Tyrena Wingreen-Feif me dirigió una mirada extraña. Sonaron campanillas entre hojas susurrantes. Spenser Reynolds ofreció el brazo a la grande Jame y la gente empezó a subir la última escalera rumbo a las estrellas. Terminé el trago, dejé la copa vacía en la baranda y fui a reunirme con el rebaño.

La FEM y su comitiva llegaron poco después, y Gladstone ofreció una breve charla, quizá la vigésima del día aparte del discurso matutino ante el Senado y la Red. El motivo original de la velada era homenajear una campaña de recaudación para el Fondo de Socorro de Armaghast, pero Gladstone pronto abordó el tema de la guerra y la necesidad de continuarla con vigor y eficacia mientras los dirigentes de toda la Red promovían la unidad.

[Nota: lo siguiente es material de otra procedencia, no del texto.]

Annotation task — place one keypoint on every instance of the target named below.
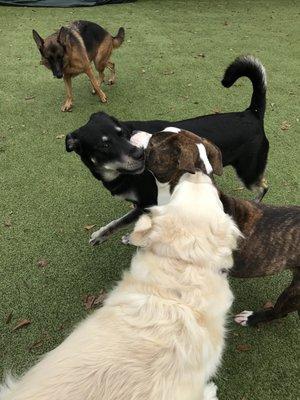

Miré por encima de la baranda. El cielo color limón se había vuelto azafrán y pronto se disolvió en un crepúsculo tropical tan profundo como si hubieran corrido un grueso telón azul en el cielo. Bosquecillo de Dios tenía seis pequeñas lunas, cinco de ellas visibles desde esta latitud, y había cuatro surcando el cielo mientras despuntaban las estrellas. El aire resultaba rico en oxígeno, casi embriagador, y estaba impregnado con una densa fragancia de vegetación húmeda que me recordó mi visita matinal a Hyperion. Pero en Bosquecillo de Dios no se permitían VEM, deslizadores ni máquinas voladoras de ningún tipo —las emisiones petroquímicas y las estelas de fusión jamás habían contaminado esos cielos— y la ausencia de ciudades, autopistas y luz eléctrica permitía que las rutilantes estrellas compitieran con los faroles japoneses y lámparas que colgaban de ramas y montantes.

Después del ocaso se levantó brisa, y el árbol osciló suavemente. La ancha plataforma se balanceaba como un barco en un mar en calma y los montantes y soportes de raraleña y madera Muir crujían blandamente en el suave oleaje. Vi luces en árboles distantes y supe que muchas venían de las «habitaciones» —algunas de las miles alquiladas por los templarios— que se podían añadir a una residencia multimundo conectada por teleyectores, si uno tenía los millones de marcos necesarios para esa extravagancia.

Los templarios no administraban las operaciones cotidianas de Copa-del-Árbol ni las agencias de alquiler, y simplemente imponían condiciones ecológicas estrictas e inviolables para tales empresas, pero se beneficiaban con los cientos de millones de marcos que se ganaban con ello.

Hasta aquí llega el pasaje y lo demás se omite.